A South Central Halloween

Last night we dressed the kiddos up (a princess, a purple dragon and a cow) and enjoyed trick-or-treating, passing out candy, and eating dinner together with our small group across the street.

I was surprised by how few houses in our neighborhood pass out candy, and how dark and intimidating most homes here are at night. It was sad to see Mercy, Aaron and little Elena run so excitedly up to a building, knock or ring the bell and repeat their sing-song “trick or treat” endlessly, hoping for a security door to open. I suppose the reality is I am glad to not have an enormous bag of candy to administer now.

It seemed fairly quiet in general in the neighborhood. I think that most people leave our neighborhood for the bigger events in other parts of the city, and so there was an odd hush about our streets. When I got up around 1:30am to feed Elijah, I did hear one long and steady stream of gunfire followed by sirens but that was the only fearful or threatening moment.

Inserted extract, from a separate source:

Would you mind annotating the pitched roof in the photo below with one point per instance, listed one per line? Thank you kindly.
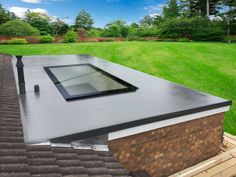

  1. i can relate to this a bit in the sense that i have lived in or nr places where people, esp the elderly, are very reluctant to open their doors, esp on halloween, where they feel more vunerable.

  2. Paul,

    I know how I feel about opening my door sometimes, especially at night or when I am home alone. It’s just sad to realize that here, that is just the way we live together and our kids grow up learning that at such a tender age,

  3. If it’s any comfort, this phenomenon is definitely not unique to your neighborhood. The same holds true in exclusive neighborhoods I know. To find the point of contrast, you have to go back in time.